The Generic S3 input lists all the objects in the bucket and examines each file’s modified date every time it runs to pull uncollected data from an S3 bucket. When the number of objects in a bucket is large, this can be a very time-consuming process with low throughput.

Before you begin configuring your Generic S3 inputs, be aware of the following expected behaviors:

  1. You cannot edit the initial scan time parameter of an S3 input after you create it. If you need to adjust the start time of an S3 input, delete it and recreate it.
  2. The S3 data input is not intended to read frequently modified files. If a file is modified after it has been indexed, the Splunk platform indexes the file again, resulting in duplicated data. Use key, blocklist, and allowlist options to instruct the add-on to index only those files that you know will not be modified later.
  3. The S3 data input processes compressed files according to their suffixes. Use these suffixes only if the file is in the corresponding format, or data processing errors occur. The data input supports the following compression types:
    • single file in ZIP, GZIP, TAR, or TAR.GZ formats
    • multiple files with or without folders in ZIP, TAR, or TAR.GZ format

Expanding compressed files requires significant operating system resources. The Splunk platform automatically detects the character set used in your files among these options:

  1. The Generic S3 custom data types input processes delimited files (.csv, .psv, .tsv) according to the status of the field parse_csv_with_header and parse_csv_with_delimiter. The data input supports the following compression types:

    • Single file in ZIP, GZIP, TAR, or TAR.GZ formats..
    • Multiple files with or without folders in GZIP, TAR, or TAR.GZ formats.
    • CSV parsing within TAR might fail, during the following scenarios:
      • CSV parsing within a TAR might fail if binary files (._) exist within the TAR. In a tar file created in Mac OS there will be binary files (._) packaged with your csv files. They will not be processed and will throw an error.

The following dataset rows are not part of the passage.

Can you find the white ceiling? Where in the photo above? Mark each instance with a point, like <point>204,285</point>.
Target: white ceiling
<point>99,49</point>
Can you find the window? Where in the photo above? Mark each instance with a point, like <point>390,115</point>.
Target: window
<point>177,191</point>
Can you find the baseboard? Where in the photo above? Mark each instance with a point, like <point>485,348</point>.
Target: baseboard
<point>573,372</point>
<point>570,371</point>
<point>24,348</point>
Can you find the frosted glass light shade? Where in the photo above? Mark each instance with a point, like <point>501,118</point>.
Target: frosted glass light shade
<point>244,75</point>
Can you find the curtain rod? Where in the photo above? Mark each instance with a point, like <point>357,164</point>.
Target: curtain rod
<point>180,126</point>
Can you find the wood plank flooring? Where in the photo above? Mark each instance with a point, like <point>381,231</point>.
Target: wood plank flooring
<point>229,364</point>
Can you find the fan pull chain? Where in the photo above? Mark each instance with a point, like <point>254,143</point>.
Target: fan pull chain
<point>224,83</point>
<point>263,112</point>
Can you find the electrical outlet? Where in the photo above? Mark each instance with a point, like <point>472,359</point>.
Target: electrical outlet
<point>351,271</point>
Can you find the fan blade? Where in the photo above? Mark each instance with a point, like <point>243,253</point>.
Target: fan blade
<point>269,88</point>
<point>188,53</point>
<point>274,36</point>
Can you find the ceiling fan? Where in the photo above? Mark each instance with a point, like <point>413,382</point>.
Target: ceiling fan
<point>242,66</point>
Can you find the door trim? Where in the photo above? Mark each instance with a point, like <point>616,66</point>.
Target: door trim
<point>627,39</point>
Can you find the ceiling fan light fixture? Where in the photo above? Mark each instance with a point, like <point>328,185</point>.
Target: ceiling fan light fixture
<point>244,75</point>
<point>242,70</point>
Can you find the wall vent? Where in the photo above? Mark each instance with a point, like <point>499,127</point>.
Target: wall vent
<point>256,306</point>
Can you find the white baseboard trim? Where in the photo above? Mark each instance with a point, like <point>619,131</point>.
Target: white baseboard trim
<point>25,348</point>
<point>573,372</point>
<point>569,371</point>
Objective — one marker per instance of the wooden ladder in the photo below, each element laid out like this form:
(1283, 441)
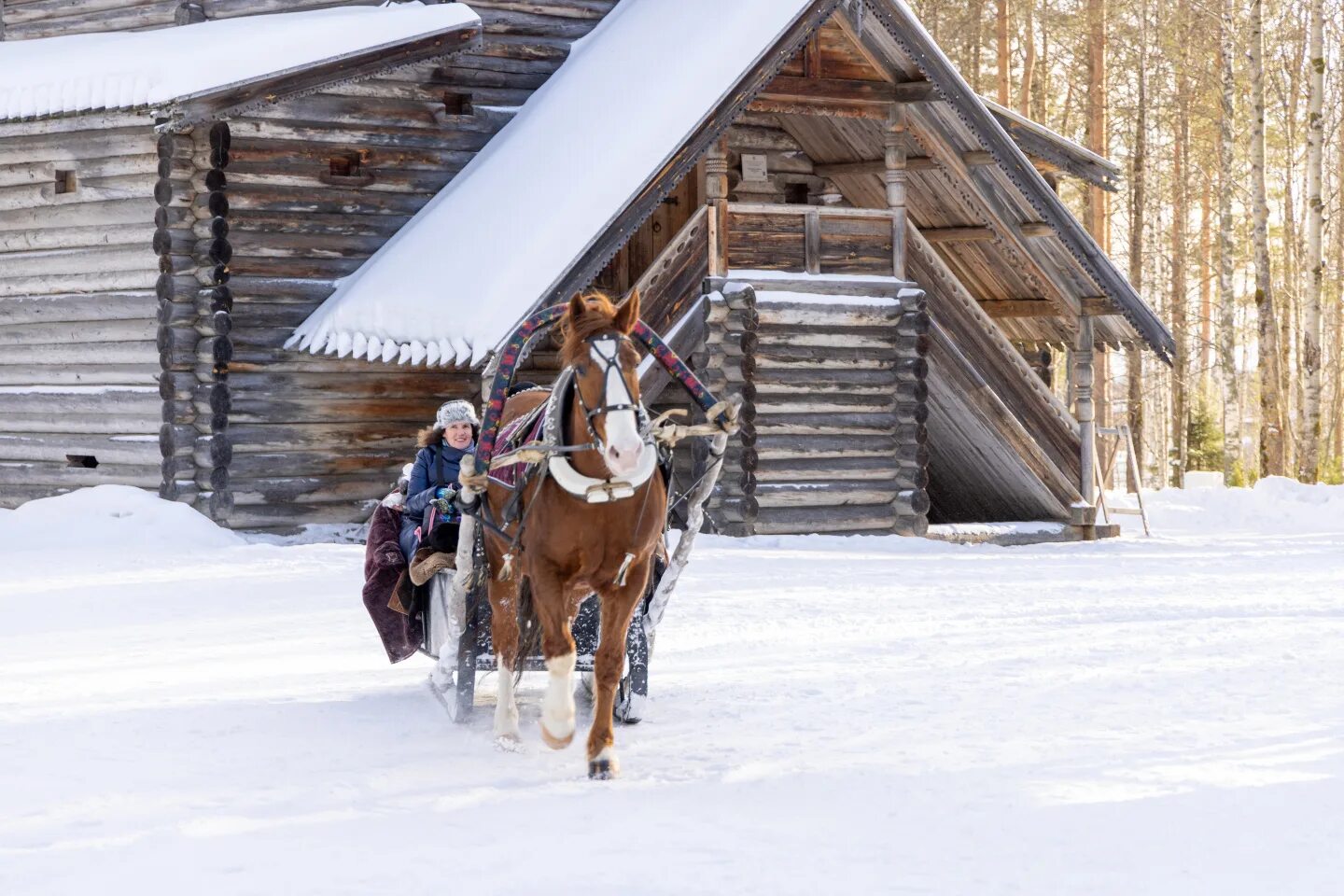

    Delimited Files parsing prerequisites if parse_csv_with_header is enabled

    • The Generic S3 custom data types input processes Delimited Files (.csv, .psv, .tsv) according to the status of the fields parse_csv_with_header and parse_csv_with_delimiter.

      • When parse_csv_with_header is enabled, all files ingested by the input, whether delimited or not, will be processed as if they were delimited files with the value of parse_csv_with_delimiter used to split the fields. The first line of each file will be considered the header.
      • When parse_csv_with_header is disabled, events will be indexed line by line without any CSV processing.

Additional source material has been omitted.